Ada beberapa masalah berbeda yang terlibat di sini yang perlu diklarifikasi. Pertama-tama, apa sebenarnya yang dikeluhkan Marc Andreessen? Apakah kekhawatirannya beralasan? Kedua, apa sebenarnya peran CFPB dalam melakukan debanking terhadap entitas-entitas yang tidak populer secara politik—sebagai pendukung atau penghambat?
Bagi banyak orang di sayap kiri, mereka mungkin tidak memahami industri kripto dan kekhawatiran sayap kanan tentang debanking. Jadi ada kebingungan dan bahkan ketidakpercayaan yang meluas di kalangan sayap kiri menyusul komentar Marc dan dukungan Elon pada platform X. Menurut saya percakapan Marc dan Joe perlu dibaca secara keseluruhan terlebih dahulu, karena banyak orang yang bereaksi hanya berdasarkan cuplikan, dan percakapan tersebut sebenarnya banyak mengandung klaim independen dan komentar mendalam. Silakan lihat lampiran untuk transkrip lengkapnya. Mari kita bahas secara detail di bawah ini.
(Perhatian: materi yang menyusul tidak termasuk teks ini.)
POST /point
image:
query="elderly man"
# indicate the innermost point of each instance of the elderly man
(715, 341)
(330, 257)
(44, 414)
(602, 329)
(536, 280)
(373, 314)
Apa poin utama Marc Andreessen?
Di acara itu, Marc membuat beberapa klaim yang saling terkait. Dia memulai dengan mengkritik CFPB sebagai lembaga federal yang “independen” dengan sedikit pengawasan, yang mampu “mengintimidasi lembaga keuangan dan menghalangi persaingan baru, terutama startup baru yang mencoba menantang bank-bank besar.”
Dia kemudian menyebut debanking sebagai sebuah kerugian tertentu, dan mendefinisikannya sebagai “ketika individu atau perusahaan dikeluarkan dari sistem perbankan sepenuhnya.” Marc mencatat bahwa fenomena ini sering terjadi melalui bank yang bertindak sebagai proksi (mirip dengan sensor tidak langsung yang dilakukan pemerintah melalui Big Tech), dan pemerintah tetap menjaga jarak untuk menghindari tanggung jawab langsung.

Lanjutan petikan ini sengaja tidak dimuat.